Belangrijkste veranderingen
De vijf belangrijkste veranderingen met ingang van 1 april zijn:
- Onderscheid in huishoudtype tussen huur en koop
Er wordt onderscheid gemaakt tussen huur- en koopwoningen. Hierdoor verdubbelt het aantal huishoudtypes van 4 naar 8. - Inclusief methode
Er wordt gebruik gemaakt van de ‘inclusief norm’, dit betekent dat vakantiegeld en toeslagen (kindgebonden budget, kinderbijslag en zorgtoeslag) worden opgeteld bij het inkomen. - Aantal grote uitgaven wordt extra meegenomen
Er wordt een ‘surplus’ aan kosten meegenomen voor autobezit, kinderopvang en onderhoud van een eigen woning. Hier wordt dus meer maatwerk toegepast. - Bepaling netto inkomen
Er komen strengere eisen voor het vaststellen van het netto inkomen.
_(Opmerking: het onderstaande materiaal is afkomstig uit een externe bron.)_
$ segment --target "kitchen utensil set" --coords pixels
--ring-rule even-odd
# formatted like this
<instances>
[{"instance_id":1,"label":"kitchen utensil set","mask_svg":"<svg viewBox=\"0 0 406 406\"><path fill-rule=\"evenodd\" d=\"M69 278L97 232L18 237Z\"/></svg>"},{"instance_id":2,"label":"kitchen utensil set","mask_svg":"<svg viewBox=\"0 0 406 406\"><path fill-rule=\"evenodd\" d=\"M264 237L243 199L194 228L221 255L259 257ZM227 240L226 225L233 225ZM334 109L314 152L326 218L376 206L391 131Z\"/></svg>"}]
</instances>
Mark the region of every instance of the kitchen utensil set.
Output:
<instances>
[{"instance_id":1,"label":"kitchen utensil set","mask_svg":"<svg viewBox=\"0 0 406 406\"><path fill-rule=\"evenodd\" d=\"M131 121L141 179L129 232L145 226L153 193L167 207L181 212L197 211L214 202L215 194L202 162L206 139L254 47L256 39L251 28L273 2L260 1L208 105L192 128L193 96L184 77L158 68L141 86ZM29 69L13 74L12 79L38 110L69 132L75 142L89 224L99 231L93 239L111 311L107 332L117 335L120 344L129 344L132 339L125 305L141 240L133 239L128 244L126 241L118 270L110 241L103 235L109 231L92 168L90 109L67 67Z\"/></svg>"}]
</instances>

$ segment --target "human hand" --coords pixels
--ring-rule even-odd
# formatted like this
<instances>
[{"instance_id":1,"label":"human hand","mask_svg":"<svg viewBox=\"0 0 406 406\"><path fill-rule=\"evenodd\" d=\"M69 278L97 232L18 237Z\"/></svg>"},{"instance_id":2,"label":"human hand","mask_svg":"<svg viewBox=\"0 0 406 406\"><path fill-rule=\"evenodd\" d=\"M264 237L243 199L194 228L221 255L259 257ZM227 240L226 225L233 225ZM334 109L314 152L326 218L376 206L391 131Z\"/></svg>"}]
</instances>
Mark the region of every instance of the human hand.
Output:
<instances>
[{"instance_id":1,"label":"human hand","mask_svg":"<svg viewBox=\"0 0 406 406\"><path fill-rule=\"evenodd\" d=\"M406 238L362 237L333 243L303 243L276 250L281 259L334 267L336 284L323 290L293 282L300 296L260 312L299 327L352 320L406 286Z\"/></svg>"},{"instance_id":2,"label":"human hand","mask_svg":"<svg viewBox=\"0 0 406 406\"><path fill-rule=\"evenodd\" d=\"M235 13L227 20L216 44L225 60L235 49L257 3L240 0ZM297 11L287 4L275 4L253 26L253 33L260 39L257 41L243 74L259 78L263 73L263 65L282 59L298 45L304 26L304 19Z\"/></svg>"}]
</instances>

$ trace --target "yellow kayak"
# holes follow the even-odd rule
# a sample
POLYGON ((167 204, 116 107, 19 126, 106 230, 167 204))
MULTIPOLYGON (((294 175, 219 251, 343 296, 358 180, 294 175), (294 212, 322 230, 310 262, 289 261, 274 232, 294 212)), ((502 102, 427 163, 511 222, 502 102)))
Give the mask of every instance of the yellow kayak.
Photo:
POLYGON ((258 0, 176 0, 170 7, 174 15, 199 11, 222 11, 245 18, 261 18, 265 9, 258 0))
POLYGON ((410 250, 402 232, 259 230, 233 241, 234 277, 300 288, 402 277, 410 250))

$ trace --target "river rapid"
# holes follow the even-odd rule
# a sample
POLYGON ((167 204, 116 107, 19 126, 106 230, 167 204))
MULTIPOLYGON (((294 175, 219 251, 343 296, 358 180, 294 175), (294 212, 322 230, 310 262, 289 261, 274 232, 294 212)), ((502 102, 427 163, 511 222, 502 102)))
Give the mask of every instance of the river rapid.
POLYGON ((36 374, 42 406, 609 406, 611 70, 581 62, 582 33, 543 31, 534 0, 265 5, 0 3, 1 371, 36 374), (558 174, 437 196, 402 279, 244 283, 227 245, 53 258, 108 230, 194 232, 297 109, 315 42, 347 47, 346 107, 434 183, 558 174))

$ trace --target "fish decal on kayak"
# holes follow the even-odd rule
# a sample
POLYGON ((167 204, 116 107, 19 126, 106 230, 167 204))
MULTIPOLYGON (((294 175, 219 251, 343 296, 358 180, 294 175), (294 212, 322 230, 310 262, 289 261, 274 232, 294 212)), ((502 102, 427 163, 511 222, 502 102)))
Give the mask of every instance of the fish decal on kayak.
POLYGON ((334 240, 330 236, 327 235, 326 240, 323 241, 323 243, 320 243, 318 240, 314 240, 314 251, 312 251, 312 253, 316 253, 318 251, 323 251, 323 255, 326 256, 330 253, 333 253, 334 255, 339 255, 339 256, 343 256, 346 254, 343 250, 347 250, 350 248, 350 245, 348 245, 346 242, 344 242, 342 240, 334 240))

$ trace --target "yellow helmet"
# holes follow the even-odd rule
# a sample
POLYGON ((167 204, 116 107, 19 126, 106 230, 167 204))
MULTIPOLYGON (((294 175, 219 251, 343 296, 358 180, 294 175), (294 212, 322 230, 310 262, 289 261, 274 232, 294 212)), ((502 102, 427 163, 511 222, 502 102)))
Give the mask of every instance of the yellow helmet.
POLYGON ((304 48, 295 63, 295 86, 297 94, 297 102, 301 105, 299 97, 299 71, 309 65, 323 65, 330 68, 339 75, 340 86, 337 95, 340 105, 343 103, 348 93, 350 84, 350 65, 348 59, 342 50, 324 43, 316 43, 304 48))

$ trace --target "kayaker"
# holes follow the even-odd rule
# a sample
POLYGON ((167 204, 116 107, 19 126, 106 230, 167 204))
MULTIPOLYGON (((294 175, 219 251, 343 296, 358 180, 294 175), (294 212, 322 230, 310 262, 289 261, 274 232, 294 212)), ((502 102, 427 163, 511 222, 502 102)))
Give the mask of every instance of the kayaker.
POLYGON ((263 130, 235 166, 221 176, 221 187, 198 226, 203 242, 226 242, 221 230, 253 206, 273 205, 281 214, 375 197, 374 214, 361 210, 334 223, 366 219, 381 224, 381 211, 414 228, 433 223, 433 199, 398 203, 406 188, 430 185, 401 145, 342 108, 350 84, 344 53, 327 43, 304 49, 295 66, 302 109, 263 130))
Bijvoorbeeld regels voor hoe om te gaan met pensioenpremie of een leaseauto. - Bestendigheid inkomen
In de budgettering moet rekening worden gehouden met de bestendigheid van het inkomen. De bestendigheid moet bijvoorbeeld worden aangetoond met een intentieverklaring van de werkgever.